Regionalny portal echodnia.eu poinformował:
W powiecie sandomierskim sadownicy płacą średnio od 15 do 18 złotych za godzinę osobom zatrudnionym przy zbiorze jabłek. Jednak rąk do pracy wciąż brakuje.
Zachętą nie są już ani wyższe stawki, ani poprawa warunków pracy.
Na portalu czytamy echodnia.eu czytamy dalej: Największą bolączką sadowników w tej chwili nie jest pogoda, która w ostatnim czasie ich nie rozpieszcza. Bolączką jest brak rąk do pracy.
Z roku na rok jest coraz gorzej jeśli chodzi o pracowników do rwania jabłek.Jeszcze kilka lat temu, przy zbiorze pracowały głównie osoby bezrobotne, dla których jabłkobranie było źródłem dochodu i to całkiem niezłym. My sadownicy odczuwamy wypłatę zasiłków „500 plus”, bo odkąd go wprowadzono, ludzi do rwania jest mniej. Nie chcą przychodzić, bo mówią, że im się nie opłaca.
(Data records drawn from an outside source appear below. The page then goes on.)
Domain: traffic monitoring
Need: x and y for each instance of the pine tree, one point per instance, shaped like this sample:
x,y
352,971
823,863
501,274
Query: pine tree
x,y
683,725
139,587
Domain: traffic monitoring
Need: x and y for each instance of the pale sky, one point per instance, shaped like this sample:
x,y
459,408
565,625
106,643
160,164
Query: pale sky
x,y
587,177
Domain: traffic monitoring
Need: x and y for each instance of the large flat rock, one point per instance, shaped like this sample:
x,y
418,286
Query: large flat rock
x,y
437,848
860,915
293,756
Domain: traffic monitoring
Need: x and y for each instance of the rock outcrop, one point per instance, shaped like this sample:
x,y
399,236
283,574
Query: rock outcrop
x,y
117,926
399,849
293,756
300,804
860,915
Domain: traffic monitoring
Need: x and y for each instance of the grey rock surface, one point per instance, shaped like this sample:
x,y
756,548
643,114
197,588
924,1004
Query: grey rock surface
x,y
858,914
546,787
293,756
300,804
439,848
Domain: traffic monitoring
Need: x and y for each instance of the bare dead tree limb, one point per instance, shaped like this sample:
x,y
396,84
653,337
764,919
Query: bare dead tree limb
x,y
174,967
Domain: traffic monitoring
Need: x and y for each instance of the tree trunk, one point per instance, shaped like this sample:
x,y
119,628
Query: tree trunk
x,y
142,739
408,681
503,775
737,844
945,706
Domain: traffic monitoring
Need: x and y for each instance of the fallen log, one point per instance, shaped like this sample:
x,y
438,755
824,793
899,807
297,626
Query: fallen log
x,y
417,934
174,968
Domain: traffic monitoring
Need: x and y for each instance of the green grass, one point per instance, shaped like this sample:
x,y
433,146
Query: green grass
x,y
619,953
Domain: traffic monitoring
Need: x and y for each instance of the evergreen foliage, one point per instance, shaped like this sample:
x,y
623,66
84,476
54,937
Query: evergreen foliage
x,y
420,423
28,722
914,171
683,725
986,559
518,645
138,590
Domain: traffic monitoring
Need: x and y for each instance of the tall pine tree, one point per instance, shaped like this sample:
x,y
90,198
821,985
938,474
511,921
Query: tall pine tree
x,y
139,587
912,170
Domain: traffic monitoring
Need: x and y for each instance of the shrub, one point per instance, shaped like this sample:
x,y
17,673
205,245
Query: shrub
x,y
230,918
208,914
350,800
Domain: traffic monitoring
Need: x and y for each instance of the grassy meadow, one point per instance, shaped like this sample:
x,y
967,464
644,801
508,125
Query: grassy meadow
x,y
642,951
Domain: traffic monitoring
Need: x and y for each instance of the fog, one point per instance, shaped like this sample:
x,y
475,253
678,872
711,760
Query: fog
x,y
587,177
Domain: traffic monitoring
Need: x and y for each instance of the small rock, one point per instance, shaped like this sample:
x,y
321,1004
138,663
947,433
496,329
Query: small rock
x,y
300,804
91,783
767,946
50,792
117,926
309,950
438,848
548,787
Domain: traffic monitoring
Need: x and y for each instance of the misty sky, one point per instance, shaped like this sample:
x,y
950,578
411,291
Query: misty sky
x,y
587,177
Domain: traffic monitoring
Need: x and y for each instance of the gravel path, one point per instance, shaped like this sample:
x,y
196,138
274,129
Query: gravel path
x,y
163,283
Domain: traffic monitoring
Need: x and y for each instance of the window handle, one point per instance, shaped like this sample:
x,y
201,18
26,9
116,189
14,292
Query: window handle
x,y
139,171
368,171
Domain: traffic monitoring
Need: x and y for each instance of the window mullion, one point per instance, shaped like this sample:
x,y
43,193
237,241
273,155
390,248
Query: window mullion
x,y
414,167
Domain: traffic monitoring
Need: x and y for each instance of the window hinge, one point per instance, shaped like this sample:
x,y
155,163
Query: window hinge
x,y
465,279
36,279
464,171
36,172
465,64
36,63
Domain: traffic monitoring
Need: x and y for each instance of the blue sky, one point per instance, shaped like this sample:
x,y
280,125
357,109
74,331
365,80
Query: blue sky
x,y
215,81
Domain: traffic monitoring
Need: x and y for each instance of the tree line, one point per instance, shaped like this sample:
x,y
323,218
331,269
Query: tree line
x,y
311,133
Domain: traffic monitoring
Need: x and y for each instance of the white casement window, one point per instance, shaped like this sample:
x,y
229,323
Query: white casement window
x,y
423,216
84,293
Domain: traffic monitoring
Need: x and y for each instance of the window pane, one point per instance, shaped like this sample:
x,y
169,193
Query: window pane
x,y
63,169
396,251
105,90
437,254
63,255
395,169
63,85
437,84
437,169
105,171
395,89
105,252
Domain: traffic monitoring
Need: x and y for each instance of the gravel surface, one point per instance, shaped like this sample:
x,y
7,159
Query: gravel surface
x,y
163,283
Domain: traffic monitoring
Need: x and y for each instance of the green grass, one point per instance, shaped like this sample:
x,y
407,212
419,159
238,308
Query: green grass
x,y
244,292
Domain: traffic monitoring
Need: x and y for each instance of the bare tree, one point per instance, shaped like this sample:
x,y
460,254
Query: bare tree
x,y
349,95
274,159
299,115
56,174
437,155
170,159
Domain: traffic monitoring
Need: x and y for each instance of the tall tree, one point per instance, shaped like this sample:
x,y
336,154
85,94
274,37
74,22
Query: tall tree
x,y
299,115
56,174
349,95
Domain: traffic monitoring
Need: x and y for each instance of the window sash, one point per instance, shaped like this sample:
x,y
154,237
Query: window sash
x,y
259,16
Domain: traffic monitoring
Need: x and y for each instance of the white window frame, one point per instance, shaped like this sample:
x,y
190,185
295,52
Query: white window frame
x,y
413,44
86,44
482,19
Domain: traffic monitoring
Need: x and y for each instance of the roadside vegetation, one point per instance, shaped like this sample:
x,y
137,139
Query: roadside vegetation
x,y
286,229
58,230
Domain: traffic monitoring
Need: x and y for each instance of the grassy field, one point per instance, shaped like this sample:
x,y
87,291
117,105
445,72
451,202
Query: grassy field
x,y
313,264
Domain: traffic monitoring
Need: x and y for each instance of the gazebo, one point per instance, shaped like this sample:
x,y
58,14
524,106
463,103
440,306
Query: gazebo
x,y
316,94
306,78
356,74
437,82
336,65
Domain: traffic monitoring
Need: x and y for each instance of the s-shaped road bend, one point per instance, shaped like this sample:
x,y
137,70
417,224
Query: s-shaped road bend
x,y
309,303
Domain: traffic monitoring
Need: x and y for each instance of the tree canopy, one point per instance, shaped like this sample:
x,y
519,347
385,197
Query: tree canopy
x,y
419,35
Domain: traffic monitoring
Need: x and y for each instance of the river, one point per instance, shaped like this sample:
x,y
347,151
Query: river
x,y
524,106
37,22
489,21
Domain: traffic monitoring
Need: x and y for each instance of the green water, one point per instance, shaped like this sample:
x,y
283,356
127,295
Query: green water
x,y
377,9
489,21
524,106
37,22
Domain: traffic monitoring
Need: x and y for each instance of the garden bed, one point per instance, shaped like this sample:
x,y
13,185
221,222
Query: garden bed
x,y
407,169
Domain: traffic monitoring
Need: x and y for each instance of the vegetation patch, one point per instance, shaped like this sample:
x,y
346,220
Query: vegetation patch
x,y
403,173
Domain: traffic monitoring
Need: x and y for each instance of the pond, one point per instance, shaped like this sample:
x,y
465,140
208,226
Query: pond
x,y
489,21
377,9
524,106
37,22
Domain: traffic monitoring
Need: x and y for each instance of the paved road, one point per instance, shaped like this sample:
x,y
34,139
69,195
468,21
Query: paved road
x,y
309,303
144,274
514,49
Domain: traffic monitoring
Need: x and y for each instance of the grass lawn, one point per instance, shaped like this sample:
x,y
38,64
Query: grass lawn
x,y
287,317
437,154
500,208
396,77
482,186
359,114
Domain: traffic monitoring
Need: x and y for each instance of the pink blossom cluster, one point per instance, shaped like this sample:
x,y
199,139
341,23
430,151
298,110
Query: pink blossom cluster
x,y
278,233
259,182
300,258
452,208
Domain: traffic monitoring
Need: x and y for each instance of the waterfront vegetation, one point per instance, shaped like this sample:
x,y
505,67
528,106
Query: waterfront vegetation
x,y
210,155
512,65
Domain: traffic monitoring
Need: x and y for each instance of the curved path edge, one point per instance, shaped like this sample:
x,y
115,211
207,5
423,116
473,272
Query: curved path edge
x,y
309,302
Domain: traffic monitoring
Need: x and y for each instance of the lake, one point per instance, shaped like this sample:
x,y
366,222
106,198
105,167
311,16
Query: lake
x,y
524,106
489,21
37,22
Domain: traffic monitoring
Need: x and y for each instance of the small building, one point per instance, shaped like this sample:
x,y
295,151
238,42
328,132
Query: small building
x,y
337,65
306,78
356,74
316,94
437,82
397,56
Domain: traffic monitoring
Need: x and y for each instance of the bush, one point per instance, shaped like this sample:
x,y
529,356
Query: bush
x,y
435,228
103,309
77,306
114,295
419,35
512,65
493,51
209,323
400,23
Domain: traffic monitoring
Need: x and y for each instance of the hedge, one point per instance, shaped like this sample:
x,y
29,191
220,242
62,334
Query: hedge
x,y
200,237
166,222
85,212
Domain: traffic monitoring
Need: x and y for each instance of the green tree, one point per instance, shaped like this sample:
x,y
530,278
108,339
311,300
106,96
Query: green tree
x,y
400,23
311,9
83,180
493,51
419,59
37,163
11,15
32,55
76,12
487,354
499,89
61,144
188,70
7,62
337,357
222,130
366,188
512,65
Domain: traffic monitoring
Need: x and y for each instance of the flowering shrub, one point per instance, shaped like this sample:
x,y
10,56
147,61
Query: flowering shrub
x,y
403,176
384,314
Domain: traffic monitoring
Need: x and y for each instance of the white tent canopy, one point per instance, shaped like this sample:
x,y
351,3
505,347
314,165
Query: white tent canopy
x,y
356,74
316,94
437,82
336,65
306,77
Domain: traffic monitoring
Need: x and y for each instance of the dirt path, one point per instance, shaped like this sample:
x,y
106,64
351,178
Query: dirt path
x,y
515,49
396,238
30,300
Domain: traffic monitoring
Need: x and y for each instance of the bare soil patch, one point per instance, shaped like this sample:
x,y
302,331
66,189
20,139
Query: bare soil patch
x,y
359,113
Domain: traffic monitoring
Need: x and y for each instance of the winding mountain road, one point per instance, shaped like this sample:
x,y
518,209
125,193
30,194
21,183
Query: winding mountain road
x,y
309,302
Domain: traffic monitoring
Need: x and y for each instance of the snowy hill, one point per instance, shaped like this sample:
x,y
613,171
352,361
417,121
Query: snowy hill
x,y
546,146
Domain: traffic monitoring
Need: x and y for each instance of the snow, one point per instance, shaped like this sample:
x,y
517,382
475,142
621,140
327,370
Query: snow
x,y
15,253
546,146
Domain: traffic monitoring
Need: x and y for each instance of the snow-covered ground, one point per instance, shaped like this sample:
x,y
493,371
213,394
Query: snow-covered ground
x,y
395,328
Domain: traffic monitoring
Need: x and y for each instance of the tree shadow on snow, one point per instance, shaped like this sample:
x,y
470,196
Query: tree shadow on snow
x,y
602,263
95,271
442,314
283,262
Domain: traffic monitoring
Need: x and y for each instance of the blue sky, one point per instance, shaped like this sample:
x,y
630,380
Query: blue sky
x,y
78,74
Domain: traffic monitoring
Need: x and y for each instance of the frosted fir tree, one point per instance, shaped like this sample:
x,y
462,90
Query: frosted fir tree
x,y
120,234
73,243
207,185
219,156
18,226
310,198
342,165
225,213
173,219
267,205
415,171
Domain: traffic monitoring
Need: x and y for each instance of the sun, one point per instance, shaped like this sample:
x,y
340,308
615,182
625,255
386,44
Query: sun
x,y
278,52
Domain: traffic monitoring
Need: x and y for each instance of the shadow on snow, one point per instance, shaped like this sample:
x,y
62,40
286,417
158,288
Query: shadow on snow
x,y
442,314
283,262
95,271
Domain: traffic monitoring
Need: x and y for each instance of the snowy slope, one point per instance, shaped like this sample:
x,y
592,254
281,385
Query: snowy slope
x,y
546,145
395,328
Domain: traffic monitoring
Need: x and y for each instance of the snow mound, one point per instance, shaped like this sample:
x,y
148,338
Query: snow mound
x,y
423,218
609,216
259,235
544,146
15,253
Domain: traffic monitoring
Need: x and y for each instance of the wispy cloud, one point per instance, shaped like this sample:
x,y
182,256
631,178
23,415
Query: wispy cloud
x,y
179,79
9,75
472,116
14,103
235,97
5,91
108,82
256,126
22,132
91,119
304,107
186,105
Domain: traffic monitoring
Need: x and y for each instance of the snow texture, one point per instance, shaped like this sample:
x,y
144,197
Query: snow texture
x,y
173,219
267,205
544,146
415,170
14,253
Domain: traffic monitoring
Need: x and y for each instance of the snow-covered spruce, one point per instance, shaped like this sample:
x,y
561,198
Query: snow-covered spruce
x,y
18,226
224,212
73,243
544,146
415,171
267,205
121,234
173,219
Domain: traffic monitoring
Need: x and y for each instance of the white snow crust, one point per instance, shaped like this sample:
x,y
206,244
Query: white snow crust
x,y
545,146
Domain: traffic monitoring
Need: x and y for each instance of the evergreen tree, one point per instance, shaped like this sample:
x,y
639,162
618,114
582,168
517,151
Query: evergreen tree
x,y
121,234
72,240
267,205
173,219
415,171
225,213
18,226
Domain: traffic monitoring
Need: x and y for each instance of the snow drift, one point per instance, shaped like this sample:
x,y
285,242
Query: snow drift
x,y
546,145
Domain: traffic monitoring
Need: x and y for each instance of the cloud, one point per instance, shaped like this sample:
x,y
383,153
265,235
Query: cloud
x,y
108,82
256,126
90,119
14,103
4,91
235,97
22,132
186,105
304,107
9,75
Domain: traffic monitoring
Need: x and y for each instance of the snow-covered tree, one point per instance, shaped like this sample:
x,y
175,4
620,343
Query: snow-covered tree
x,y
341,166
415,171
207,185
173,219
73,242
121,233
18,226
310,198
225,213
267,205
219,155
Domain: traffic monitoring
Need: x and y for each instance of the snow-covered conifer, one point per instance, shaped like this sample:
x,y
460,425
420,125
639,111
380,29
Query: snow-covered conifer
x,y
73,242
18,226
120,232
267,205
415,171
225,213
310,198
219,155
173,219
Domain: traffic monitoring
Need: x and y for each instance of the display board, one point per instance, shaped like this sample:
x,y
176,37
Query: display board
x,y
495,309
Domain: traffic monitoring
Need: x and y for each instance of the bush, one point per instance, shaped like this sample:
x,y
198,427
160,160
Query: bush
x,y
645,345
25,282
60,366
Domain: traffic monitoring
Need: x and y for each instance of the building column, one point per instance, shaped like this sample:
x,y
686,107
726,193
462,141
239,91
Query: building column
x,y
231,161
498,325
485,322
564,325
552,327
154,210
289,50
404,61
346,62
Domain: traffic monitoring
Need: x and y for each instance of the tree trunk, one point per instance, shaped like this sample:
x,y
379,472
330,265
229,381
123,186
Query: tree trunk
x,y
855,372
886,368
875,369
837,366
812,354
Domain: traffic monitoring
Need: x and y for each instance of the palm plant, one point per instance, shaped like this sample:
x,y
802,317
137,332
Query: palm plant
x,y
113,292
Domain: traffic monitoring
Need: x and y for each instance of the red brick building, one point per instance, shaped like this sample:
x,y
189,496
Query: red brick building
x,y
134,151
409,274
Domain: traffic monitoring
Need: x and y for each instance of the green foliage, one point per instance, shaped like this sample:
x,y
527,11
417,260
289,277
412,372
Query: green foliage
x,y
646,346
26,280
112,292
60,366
– mówi jeden z sadowników.
W tym roku za godzinę pracy przy rwaniu jabłek sadownicy płacą od 15 do 18 złotych za godzinę. Rok temu płacono 12 złotych za godzinę.Średnio dniówka wynosi 10 godzin. Można zarobić, ale nie wszyscy chcą. Zauważyłem, że w ostatnich latach przychodzą do mnie osoby, które już pracują, a na czas zbiorów biorą urlop. Mam także kilku uczniów, którzy co kilka dni przychodzą na zbiory jabłek.
– dodaje inny sadownik.
W sadach brakuje pracowników. Stawki rosną, a chętnych brak!